Nazi Germany was defeated in the Second World War by the determination, bravery, and combat deployment of soldiers from the United States, Great Britain, Poland, France, the Soviet Union, and other countries and nations. But the Soviet Union, led by the dictator Stalin, did not join the Allies until it itself was attacked by the Nazis in June 1941. Until then, the USSR had acted as a partner of Nazi Germany in the spirit of the Molotov-Ribbentrop Pact concluded shortly before the outbreak of the war. At that time, when tens of thousands of Czechoslovaks fled from the Nazis to the USSR, they often ended up in gulag labor camps. The Red Army did not enter the war until the summer of 1941 after Nazi Germany had invaded.

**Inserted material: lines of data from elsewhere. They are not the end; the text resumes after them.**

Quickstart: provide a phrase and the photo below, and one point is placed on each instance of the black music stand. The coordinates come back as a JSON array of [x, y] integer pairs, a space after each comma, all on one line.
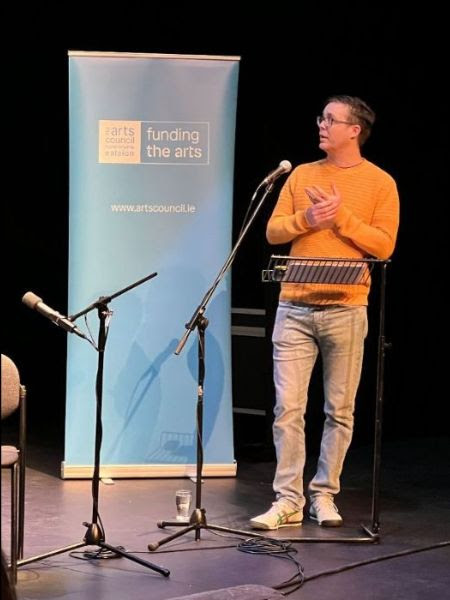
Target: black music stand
[[95, 534], [299, 269]]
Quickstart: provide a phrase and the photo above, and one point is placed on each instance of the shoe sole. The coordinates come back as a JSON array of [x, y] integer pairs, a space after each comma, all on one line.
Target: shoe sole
[[258, 525], [328, 523]]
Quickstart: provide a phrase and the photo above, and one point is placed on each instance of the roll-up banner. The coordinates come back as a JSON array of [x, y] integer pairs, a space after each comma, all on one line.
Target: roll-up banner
[[151, 186]]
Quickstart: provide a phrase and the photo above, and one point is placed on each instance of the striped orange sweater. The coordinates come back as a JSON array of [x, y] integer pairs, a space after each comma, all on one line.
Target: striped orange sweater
[[366, 225]]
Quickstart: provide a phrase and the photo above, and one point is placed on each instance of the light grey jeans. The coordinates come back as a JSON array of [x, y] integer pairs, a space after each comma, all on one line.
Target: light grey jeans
[[300, 333]]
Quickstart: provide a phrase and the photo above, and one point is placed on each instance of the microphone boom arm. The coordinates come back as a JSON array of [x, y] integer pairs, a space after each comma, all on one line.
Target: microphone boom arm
[[199, 311]]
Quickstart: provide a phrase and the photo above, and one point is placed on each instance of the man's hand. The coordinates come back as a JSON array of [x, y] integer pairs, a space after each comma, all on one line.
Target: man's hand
[[324, 207]]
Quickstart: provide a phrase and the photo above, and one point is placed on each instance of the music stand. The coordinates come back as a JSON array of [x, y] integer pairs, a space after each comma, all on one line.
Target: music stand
[[95, 534], [329, 271]]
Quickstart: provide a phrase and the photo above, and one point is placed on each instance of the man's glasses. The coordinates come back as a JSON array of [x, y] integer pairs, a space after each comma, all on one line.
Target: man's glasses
[[329, 121]]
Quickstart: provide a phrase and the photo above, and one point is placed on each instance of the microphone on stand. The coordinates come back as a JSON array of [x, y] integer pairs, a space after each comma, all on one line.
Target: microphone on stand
[[284, 167], [35, 303]]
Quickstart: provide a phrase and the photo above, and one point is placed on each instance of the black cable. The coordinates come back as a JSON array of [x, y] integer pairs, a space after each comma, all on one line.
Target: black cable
[[377, 559], [278, 549]]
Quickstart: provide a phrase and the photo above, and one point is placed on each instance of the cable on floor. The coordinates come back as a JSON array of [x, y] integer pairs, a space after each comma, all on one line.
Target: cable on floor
[[369, 561], [278, 549]]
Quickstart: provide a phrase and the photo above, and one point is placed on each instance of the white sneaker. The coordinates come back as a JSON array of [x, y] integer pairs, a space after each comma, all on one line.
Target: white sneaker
[[324, 511], [276, 517]]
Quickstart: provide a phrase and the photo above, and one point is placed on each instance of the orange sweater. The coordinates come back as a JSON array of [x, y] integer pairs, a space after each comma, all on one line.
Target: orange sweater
[[366, 225]]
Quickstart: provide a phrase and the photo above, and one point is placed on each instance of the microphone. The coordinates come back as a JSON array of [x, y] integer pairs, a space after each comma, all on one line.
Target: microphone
[[284, 167], [35, 303]]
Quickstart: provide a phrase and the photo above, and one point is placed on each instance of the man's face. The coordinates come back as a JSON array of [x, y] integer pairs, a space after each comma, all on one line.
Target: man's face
[[337, 131]]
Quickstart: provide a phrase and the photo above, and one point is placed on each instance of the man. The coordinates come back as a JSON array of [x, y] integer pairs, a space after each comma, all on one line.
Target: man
[[342, 206]]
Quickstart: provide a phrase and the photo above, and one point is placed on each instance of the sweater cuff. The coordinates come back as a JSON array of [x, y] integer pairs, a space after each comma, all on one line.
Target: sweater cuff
[[301, 221]]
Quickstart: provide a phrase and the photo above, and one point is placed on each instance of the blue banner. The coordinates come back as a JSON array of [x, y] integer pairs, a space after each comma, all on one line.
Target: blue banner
[[151, 184]]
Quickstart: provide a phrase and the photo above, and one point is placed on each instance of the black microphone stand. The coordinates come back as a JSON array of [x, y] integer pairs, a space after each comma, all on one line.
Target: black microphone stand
[[95, 534], [197, 520]]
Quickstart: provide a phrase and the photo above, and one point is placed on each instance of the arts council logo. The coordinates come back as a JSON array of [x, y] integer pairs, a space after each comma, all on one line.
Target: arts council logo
[[119, 142]]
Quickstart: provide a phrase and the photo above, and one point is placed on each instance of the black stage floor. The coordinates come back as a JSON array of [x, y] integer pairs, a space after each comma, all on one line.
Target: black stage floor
[[412, 560]]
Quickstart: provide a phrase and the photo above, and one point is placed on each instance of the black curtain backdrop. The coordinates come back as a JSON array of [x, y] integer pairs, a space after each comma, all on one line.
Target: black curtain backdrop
[[291, 60]]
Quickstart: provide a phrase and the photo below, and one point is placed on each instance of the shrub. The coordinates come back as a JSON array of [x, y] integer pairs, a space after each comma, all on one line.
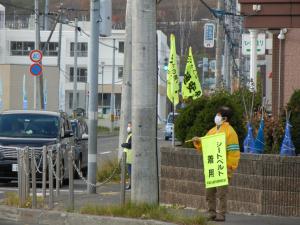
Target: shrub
[[294, 107], [198, 117]]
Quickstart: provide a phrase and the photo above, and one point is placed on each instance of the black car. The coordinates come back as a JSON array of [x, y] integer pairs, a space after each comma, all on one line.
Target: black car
[[80, 130], [34, 129]]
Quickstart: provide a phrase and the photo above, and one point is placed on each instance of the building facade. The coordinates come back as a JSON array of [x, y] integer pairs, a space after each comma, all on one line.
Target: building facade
[[16, 44], [280, 20]]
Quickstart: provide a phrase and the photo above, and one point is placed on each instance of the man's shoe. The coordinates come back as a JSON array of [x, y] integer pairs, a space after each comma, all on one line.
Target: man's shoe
[[219, 218]]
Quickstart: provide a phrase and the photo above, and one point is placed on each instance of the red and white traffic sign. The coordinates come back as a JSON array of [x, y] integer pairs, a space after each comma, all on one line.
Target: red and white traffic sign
[[36, 56], [36, 69]]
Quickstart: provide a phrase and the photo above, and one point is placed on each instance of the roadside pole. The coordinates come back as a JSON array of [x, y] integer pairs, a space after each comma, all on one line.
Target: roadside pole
[[93, 60], [112, 97], [37, 46], [75, 100], [219, 47], [46, 15], [125, 114], [144, 77]]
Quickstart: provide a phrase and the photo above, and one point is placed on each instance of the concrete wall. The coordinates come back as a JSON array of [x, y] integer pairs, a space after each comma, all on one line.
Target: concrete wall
[[263, 184]]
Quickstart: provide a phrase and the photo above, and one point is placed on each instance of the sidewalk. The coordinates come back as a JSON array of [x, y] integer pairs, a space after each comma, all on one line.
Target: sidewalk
[[110, 194]]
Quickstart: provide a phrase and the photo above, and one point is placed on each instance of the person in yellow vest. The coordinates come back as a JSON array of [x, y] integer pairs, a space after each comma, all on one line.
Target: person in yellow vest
[[128, 150], [233, 156]]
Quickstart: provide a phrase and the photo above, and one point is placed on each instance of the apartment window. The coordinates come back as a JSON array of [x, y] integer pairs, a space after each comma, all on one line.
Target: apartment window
[[121, 46], [71, 99], [120, 72], [51, 48], [21, 48], [81, 74], [82, 48]]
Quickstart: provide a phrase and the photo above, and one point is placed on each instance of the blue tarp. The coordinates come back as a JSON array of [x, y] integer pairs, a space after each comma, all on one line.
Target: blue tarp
[[249, 140], [259, 144], [287, 147]]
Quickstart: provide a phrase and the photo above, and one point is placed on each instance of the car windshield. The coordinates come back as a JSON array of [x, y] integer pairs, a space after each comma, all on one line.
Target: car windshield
[[170, 118], [29, 126]]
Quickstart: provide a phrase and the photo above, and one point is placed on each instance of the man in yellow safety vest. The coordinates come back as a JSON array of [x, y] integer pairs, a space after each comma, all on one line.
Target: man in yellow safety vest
[[233, 156]]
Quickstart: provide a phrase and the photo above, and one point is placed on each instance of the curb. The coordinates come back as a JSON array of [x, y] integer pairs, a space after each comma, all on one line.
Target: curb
[[42, 217], [108, 135]]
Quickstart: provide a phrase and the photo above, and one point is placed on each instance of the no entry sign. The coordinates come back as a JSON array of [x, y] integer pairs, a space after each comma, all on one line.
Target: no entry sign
[[36, 69], [36, 56]]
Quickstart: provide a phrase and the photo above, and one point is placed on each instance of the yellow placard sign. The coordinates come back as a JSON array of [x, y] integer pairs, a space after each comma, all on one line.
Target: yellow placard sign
[[214, 160]]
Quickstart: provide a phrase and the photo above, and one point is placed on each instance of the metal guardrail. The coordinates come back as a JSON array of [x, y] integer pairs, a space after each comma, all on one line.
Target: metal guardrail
[[50, 158]]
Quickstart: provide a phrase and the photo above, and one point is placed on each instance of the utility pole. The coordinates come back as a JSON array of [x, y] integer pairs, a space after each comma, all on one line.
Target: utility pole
[[219, 46], [46, 27], [227, 48], [112, 96], [144, 118], [93, 60], [102, 87], [127, 79], [59, 34], [37, 46], [75, 100]]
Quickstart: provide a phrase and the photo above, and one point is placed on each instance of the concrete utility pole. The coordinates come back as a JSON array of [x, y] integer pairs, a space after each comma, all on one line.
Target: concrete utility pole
[[93, 60], [75, 100], [59, 34], [37, 46], [102, 87], [46, 27], [144, 118], [227, 54], [112, 96], [127, 79], [219, 47]]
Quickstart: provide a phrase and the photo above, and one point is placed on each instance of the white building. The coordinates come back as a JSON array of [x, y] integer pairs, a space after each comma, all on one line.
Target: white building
[[15, 46]]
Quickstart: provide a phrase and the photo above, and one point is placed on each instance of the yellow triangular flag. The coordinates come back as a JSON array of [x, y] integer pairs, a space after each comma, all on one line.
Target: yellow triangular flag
[[191, 85], [172, 76]]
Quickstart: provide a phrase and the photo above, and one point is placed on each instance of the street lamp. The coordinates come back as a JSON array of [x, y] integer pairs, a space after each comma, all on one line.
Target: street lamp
[[102, 86]]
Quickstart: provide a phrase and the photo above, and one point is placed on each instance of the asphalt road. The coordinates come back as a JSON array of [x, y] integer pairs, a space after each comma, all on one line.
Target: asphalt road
[[106, 146], [6, 222]]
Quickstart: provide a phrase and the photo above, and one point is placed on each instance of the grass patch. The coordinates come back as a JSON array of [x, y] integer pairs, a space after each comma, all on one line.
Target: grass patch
[[109, 167], [143, 211], [12, 199]]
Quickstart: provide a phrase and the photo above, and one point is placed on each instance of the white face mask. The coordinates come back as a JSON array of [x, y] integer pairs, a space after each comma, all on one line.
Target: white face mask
[[218, 120]]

The Soviet Union deployed over six million soldiers to the Eastern Front. We can speak of great heroism and huge losses. The Red Army, with great effort, defeated the better armed and trained German Wehrmacht, and with it the prestige of the “land of the Soviets” logically grew. However, when we talk about the liberation of Czechoslovakia, we must mention, besides the Soviet victims (up to 140,000 Red Army soldiers are said to have died), the tens of thousands of our soldiers fighting alongside the Allies on the Eastern and Western fronts, the brave Slovak insurgents, the paratroopers, partisans and thousands of their helpers, the insurgents from the barricades of Czech towns at the end of the war, and last but not least the soldiers of the American Army who liberated part of the Czechoslovak territory from the west, as well as the forgotten Romanian soldiers advancing with the Soviets from the east. On 8 May 1945, after six long years, peace reigned in Europe and Czechoslovakia became a liberated country. But not free.